= John Prime =

John Prime (1549/50 - 11/12 April 1596) was an English Church of England clergyman and Protestant preacher during the reign of Queen Elizabeth I.

He was born in Holywell, Oxford, the son of Anthony Wood. From 1564 he was scholar of Winchester College and from 1569 scholar of New College, Oxford (he was appointed fellow in 1571). In 1572 he was awarded a BA in 1572 and in 1576 an MA. In 1575 he was ordained, in 1581 he was awarded a preaching licence and was awarded the degrees of BTh (1584) and DTh (1588).

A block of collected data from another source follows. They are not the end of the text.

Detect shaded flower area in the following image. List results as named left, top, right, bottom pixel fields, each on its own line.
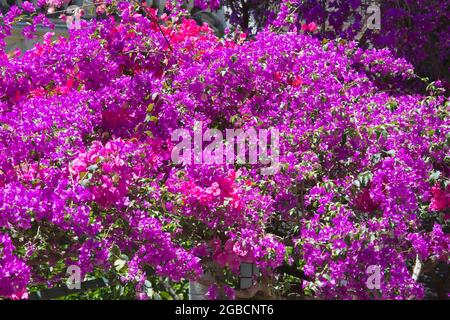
left=0, top=1, right=448, bottom=300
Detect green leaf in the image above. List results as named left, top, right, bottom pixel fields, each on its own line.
left=429, top=171, right=441, bottom=182
left=160, top=291, right=173, bottom=300
left=111, top=245, right=121, bottom=258
left=145, top=115, right=158, bottom=123
left=87, top=164, right=98, bottom=172
left=114, top=259, right=126, bottom=272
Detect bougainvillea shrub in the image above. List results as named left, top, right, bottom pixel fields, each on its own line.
left=0, top=1, right=449, bottom=300
left=188, top=0, right=449, bottom=82
left=273, top=0, right=449, bottom=82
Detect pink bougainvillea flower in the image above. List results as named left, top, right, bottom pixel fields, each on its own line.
left=307, top=22, right=317, bottom=32
left=429, top=184, right=449, bottom=212
left=302, top=22, right=317, bottom=33
left=288, top=75, right=303, bottom=87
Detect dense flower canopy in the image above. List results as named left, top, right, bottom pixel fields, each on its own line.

In 1583 appeared his A Short Treatise of the Sacraments, which he dedicated to Sir Francis Walsingham. He attacked the Catholic Rheims translation of the New Testament in his Fruitefull and Briefe Discourse...of Nature...[and] of Grace and acquired a reputation as a fiercely pro-Protestant preacher. He was also against Martin Marprelate.

==Works==
- A Short Treatise of the Sacraments (1583).
- Fruitefull and Briefe Discourse...of Nature...[and] of Grace (1583).
- Sermon Briefly Comparing the Estate of King Salomon and his Subjects with Queene Elizabeth and her People (1585).
- An Exposition and Observations upon St Paul to the Galatians (1587).
- The Consolations of David Briefly Applied to Queen Elizabeth (1588).